The CPU cooler wasn't clamped tightly (I hate those damned push-and-twist connectors), so we removed the CPU cooler, replaced the thermal goop, and reinstalled it. When we finished building the system, it came up normally. Alas, a few minutes later, it spontaneously rebooted. Arrrrgggghhhhh. So, we're going to have to do what I should have done originally: migrate the motherboard/processor/memory from my current main system to the new case and migrate all my stuff to the new extreme system.

That'll be several hours of work if I do it right. I could simply move the primary hard drive, but I'm currently running Ubuntu 9.04, which is nearing EOL. Getting a basic 10.10 installation up and running won't take long, but a lot of the stuff I run will need to be reinstalled and reconfigured from scratch, which will take some serious time.

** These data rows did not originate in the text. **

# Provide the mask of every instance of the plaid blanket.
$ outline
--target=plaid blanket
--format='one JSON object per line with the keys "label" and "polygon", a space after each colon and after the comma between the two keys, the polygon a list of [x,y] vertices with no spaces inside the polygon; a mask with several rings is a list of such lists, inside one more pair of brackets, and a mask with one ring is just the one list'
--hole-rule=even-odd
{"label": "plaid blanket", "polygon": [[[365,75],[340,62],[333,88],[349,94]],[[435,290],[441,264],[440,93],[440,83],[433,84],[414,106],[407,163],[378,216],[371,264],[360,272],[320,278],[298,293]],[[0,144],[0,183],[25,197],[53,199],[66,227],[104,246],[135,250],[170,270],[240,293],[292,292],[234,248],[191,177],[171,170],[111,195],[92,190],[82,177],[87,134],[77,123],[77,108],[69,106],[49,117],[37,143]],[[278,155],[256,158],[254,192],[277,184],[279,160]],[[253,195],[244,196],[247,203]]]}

I should probably just bite the bullet and do it.

I'm also stubbing out lab sessions for the new biology book, on the assumption that it won't fall through. I already have the labs worked out in general terms, but the devil is in the details. So I'm going through my inventory, trying to figure out what I'll need that I don't already have. For example, although I have a couple of dozen different biological stains at my microscopy station, I don't know if I have all the specific stains I'll want for the book. Same on prepared slides, and various other items.

My goal for the book is to cover lab work for a first-year standard/honors biology course, a second-year/AP biology course, and a fair amount of stuff that few students are exposed to in high-school, including extensive work with DNA gel electrophoresis, PCR, restriction enzymes, etc. It's going to be a push to get everything I want to cover into a book of 350 pages or so.